For those who share our fascination with the way the city of Bend works, here is another baffling example.
First, a brief quiz.
What do you find on Third Street in Bend?
If you guessed cars, that is one correct answer.
Why can’t the Les Schwab Tire Center on Franklin Avenue relocate to Third Street?
If you guessed cars again, you win a gold star.
You see, cars, at least in the eyes of Bend’s development code, are not part of the plan. Table 2.7.3220 in the Bend Development Code is about “Permitted Uses in the Bend Central District by Subdistrict.” Retail and “auto-dependent” or “auto-related” land uses are an outright no-no for new entities. They are not allowed — not even with a conditional use permit.
To put a tire store on the desired spot on Third Street in Bend near NE Burnside Avenue, Les Schwab would have to:
• Propose a text amendment to Bend’s development code — no small hassle
• Go before the Bend Planning Commission — get supported or not
• Get approval from the Bend City Council — not necessarily easy, nor guaranteed by a city that approved the development code in the first place
Even if cars and trucks are a scourge of humanity — as some believe — the public does use them.
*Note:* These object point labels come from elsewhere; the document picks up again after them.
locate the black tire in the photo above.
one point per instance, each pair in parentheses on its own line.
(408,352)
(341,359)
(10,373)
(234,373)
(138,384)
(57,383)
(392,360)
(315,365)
And they require tires. Buses also need tires. Ambulances need tires. Police cars need tires. Fire trucks need tires.
But on what is Business 97 through Bend, the city says there shall be no tire businesses? Would a tire store destroy the feel of Third Street? Might it wound Chevrolet of Bend, which would be across the street? Or does the city have a Stage 4 auto-related phobia?